Abstract
Transcatheter closure is an established method to treat coronary artery fistula (CAF). We present transcatheter closure in a 6-year-old girl with CAF and anomalous aortic origin of the left main coronary artery from the right aortic sinus. The CAF originated from the left coronary artery (LCA), coursed through the interventricular septum (intraseptal course) with prominent dilation, and drained into the right ventricular outflow tract. She underwent transcatheter closure and was in a stable condition at the 3-year follow-up with regression of the dilated portion of the intraseptal-type LCA. Hence, transcatheter closure of CAF is feasible in patients with anomalous origins of coronary arteries.
<Learning objective: This report describes the feasibility and safeness of transcatheter closure of a coronary artery fistula in a patient with an anomalous origin of a coronary artery. This is the first report to visualize the regression of the markedly dilated left coronary artery with an intraseptal course.>
Keywords: Coronary artery fistula, Anomalous aortic origin of the coronary artery, Intraseptal course, Sudden cardiac death, Amplatzer vascular plug
Introduction
Congenital anomalies of coronary arteries are uncommon but can cause serious cardiac events including myocardial ischemia or sudden cardiac death. Coronary artery fistula (CAF) is an anomaly of coronary termination, with connections between the coronary artery and the cardiac chambers or any of the large vessels. CAFs are reported in 0.1 to 0.8% of patients undergoing angiography [1], [2]. Clinical symptoms of CAF depend on the amount of left-to-right shunt. Large shunt can lead to pulmonary hypertension, heart failure, myocardial ischemia, or myocardial infarction. Rupture or thromboembolism of CAF-associated arterial aneurysm may also occur [2].

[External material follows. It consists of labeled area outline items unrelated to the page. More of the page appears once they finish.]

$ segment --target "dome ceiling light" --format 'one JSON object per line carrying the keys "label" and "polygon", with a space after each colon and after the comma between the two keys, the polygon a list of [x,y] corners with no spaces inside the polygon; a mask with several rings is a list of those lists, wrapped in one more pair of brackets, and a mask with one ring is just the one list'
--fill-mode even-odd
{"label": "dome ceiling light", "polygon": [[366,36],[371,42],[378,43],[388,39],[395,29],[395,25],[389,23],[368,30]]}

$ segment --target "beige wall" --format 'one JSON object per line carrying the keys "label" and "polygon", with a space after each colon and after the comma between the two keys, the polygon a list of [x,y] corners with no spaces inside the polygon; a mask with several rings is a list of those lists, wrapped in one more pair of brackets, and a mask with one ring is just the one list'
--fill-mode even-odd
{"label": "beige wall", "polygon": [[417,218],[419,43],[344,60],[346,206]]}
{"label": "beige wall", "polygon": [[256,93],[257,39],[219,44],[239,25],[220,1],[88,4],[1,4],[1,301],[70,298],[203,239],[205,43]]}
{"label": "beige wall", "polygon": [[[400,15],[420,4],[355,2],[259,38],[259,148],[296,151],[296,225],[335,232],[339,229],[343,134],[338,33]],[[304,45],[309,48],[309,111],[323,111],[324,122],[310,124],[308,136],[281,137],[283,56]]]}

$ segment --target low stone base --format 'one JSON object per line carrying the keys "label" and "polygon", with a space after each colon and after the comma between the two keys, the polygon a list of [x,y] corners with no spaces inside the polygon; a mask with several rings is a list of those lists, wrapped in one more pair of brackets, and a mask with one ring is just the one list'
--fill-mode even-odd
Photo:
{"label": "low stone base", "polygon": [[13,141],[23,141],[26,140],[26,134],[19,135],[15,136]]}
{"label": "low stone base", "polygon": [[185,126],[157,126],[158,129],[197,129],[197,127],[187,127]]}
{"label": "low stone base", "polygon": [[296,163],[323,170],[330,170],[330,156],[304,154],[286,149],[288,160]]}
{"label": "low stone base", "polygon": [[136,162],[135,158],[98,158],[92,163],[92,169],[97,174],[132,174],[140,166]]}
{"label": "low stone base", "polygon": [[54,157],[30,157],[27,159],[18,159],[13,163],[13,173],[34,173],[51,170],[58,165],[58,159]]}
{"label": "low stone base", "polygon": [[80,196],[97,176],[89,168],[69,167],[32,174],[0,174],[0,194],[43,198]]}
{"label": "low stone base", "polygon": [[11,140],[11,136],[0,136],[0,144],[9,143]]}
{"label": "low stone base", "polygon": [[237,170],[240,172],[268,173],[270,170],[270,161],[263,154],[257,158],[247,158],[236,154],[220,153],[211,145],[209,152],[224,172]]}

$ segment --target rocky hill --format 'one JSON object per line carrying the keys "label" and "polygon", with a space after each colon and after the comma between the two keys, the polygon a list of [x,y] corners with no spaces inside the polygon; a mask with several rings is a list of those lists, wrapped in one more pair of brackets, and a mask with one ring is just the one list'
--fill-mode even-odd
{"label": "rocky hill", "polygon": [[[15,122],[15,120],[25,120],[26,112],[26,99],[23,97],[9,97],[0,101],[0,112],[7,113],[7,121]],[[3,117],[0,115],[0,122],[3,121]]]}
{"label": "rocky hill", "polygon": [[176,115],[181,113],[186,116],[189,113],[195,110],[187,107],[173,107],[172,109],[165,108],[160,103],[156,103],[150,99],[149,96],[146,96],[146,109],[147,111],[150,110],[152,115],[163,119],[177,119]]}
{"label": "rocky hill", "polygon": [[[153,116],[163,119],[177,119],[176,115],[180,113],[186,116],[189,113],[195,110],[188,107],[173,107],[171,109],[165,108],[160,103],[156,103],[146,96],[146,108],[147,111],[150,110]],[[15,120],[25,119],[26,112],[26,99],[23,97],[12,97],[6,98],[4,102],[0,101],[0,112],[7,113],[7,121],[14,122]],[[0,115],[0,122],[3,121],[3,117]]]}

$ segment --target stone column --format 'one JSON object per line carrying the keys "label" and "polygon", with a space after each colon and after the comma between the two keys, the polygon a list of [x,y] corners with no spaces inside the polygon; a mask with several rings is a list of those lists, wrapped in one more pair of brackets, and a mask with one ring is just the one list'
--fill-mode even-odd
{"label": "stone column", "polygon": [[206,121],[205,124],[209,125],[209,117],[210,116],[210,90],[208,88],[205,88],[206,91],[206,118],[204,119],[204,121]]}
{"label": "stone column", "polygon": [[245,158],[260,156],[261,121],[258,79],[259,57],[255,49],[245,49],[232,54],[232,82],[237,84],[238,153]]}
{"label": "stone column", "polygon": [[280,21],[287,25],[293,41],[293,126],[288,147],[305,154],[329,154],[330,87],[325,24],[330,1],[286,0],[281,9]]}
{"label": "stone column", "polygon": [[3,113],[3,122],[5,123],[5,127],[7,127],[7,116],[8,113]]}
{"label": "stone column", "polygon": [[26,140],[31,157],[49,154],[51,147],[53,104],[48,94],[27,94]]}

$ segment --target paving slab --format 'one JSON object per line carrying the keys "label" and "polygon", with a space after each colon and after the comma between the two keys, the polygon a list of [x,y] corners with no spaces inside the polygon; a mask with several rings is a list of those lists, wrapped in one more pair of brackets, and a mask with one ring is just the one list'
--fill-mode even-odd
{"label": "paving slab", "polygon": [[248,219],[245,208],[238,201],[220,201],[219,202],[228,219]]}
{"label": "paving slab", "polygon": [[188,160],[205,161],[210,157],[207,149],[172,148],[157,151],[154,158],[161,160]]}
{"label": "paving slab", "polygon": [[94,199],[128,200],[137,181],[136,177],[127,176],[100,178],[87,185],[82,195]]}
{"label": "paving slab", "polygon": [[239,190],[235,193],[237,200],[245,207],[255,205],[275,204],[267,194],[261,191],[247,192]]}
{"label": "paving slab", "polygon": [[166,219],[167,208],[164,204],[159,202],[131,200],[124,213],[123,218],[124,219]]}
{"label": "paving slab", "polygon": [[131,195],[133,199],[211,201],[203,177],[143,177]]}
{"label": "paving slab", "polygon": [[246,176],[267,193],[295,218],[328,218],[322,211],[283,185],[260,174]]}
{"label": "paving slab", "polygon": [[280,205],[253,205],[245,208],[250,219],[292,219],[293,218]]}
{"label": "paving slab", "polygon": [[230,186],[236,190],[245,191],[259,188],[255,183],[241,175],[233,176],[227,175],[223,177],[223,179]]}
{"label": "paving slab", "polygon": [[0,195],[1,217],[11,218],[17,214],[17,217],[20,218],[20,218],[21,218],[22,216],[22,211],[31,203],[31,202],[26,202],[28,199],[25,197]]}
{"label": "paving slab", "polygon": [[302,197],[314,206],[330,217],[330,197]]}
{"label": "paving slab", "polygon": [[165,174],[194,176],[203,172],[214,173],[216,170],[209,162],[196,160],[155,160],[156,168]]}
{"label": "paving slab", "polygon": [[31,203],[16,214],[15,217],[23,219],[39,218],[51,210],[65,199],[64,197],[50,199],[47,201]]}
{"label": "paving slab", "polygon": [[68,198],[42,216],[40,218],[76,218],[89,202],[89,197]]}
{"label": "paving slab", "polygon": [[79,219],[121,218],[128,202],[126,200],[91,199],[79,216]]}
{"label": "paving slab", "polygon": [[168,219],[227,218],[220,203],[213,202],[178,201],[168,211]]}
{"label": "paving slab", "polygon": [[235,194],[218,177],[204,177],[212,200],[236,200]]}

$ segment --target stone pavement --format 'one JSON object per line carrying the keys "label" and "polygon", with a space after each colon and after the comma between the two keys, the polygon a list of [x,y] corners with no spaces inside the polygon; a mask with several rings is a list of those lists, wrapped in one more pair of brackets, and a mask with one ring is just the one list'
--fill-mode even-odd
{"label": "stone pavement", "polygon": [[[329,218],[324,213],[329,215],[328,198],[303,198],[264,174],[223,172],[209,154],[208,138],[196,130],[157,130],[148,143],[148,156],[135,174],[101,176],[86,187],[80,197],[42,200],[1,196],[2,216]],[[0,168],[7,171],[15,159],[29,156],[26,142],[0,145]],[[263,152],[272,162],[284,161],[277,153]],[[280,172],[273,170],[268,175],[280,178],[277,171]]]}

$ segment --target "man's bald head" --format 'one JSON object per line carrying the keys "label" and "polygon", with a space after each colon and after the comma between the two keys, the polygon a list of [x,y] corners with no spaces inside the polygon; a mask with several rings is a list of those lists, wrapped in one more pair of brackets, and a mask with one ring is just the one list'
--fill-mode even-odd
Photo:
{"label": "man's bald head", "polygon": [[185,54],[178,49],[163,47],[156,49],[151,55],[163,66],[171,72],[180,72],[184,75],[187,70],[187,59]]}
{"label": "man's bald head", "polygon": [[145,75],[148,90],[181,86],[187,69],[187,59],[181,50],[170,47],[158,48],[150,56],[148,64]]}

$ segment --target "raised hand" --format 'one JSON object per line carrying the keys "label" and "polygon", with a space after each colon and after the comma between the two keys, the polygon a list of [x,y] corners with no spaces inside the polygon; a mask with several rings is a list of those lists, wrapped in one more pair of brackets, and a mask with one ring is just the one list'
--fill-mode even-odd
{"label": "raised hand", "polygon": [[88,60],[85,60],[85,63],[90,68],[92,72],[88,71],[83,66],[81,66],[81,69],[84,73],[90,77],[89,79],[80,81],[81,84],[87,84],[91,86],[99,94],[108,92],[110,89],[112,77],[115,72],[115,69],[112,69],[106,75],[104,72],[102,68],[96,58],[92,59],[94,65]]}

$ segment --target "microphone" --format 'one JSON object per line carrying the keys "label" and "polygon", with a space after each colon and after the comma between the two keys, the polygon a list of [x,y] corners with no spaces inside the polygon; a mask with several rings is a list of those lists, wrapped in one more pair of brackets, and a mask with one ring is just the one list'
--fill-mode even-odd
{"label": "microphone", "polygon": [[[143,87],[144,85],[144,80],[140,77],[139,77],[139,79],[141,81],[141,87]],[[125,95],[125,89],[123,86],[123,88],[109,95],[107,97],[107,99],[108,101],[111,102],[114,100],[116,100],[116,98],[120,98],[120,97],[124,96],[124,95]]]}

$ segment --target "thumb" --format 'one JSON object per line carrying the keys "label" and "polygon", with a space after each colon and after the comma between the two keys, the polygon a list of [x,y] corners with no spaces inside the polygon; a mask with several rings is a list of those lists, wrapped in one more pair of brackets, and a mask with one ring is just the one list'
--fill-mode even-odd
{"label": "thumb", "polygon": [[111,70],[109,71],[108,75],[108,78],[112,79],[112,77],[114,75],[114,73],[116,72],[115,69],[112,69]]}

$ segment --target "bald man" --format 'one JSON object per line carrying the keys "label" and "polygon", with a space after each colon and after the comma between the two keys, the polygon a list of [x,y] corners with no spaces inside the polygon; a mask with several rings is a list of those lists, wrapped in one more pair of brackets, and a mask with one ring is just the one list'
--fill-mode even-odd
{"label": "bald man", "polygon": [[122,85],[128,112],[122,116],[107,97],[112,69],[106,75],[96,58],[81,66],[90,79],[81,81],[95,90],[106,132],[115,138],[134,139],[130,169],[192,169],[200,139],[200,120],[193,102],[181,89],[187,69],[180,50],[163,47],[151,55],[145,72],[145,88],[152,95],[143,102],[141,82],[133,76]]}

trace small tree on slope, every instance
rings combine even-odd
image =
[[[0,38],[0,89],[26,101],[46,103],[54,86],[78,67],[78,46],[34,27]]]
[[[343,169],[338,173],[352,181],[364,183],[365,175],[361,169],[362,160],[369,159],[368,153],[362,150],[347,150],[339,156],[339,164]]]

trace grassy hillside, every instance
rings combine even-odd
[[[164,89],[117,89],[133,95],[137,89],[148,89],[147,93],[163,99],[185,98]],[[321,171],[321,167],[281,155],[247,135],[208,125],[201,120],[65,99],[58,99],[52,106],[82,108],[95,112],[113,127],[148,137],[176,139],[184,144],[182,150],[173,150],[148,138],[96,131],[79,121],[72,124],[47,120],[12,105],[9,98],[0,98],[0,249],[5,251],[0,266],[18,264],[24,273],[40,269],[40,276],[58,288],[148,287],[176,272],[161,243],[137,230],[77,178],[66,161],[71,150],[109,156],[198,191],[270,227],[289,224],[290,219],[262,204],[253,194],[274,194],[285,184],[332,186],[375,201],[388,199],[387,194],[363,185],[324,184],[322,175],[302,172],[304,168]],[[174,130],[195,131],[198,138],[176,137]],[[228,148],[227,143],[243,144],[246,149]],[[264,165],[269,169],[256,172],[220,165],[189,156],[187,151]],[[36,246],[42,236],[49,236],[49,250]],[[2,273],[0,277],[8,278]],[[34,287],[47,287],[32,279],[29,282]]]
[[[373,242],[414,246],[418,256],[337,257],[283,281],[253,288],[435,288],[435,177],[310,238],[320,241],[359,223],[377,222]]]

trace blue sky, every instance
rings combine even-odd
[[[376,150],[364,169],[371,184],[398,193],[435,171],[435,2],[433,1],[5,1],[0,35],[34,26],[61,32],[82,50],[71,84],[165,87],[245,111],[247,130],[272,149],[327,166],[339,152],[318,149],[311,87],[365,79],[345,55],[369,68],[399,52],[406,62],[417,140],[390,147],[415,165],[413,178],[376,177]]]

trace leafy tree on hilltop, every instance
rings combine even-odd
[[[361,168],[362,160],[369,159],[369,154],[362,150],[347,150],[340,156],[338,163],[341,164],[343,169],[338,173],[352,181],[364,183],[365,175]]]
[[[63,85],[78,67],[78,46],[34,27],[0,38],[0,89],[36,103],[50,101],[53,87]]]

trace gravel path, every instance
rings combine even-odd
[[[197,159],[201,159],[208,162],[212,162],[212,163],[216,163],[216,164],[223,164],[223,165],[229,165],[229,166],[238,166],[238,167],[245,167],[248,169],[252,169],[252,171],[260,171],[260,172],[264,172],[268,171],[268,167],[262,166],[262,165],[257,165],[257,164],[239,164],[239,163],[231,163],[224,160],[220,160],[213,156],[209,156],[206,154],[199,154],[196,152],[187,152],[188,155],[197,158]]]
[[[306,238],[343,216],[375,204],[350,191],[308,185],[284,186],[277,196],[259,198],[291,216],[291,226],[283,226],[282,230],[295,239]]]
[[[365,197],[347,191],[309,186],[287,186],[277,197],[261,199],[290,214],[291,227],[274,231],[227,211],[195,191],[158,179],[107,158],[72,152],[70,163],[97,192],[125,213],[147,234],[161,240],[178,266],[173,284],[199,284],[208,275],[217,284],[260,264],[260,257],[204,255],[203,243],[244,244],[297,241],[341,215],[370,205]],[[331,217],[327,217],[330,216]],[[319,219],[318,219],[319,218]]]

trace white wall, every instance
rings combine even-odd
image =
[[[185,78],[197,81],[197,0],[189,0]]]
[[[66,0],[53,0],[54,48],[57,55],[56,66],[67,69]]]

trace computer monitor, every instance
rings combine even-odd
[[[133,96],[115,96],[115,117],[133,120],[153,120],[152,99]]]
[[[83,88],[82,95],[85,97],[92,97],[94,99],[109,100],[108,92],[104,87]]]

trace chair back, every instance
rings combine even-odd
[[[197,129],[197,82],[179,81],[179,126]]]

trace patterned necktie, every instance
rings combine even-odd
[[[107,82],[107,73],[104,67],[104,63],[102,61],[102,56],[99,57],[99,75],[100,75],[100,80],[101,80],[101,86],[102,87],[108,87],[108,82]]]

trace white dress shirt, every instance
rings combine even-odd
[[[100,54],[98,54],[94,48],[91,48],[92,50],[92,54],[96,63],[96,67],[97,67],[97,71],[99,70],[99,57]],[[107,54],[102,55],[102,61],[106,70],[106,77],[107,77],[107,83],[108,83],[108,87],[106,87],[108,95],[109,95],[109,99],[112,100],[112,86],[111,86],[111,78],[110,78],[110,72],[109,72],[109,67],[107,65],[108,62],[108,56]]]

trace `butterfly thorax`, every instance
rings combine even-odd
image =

Anomalous aortic origin of the left main coronary artery from the right aortic sinus (AAOLCA) is extremely rare, reported in 0.017 to 0.15% of patients undergoing angiography [1], [3], [4]. The risk of cardiac events in AAOLCA depends on its anatomical course, of which there are four: (1) anterior to the pulmonary artery, (2) posterior to the aorta, (3) through the intraventricular septum inferior to the pulmonary valve (intraseptal, intraconal, or intramyocardial course), or (4) in between the pulmonary artery and aorta superior to the pulmonary valve (interarterial course). The interarterial course carries the highest risk [5]. The reported risk of the intraseptal course varies from benign to malignant [4], [6]. In cases of CAF with AAOLCA, we should consider both risks.
CAF can be managed differently, depending on the morphology. Therapeutic options include surgical or transcatheter closure; recently, the latter is being increasingly used. However, aneurysm regression after intervention is unclear, especially in cases of intraseptal-type AAOLCA. We report our experience of successful transcatheter closure of CAF originating from the left coronary artery (LCA) with anomalous origin, draining into the right ventricular outflow tract (RVOT), using Amplatzer Vascular Plug II (AVP II; St. Jude Medical, Austin, TX, USA) and the angiographic changes to the aneurysm after closure.
Case report
A female neonate born at 41 gestational weeks presented with a cardiac murmur on day 6. She was referred to a pediatric cardiologist on day 10 and diagnosed with CAF. Echocardiography showed a markedly dilated LCA with continuous flow into the right ventricle (RV). She was clinically stable and did not show any signs of ischemia even when she was crying or being fed. At 2 years, she underwent her first cardiac catheterization. Angiography revealed a CAF originating from the LCA and draining into the RVOT. The LCA was dilated to 5.5 mm and development of collateral arteries from the right coronary artery (RCA) was observed. Hemodynamic and oximetry data demonstrated a pulmonary-to-systemic blood flow ratio (Qp/Qs) of 1.2 with normal pulmonary vascular resistance. No intervention was performed at this point. Second cardiac catheterization at 5 years of age revealed that the dilation of the aneurysm increased to 6.5 mm, while Qp/Qs was still 1.2. Antiplatelet therapy with aspirin was initiated, and the attending physician planned for CAF ligation at the age of around 10 years, when she would have gained enough weight to undergo surgery safely.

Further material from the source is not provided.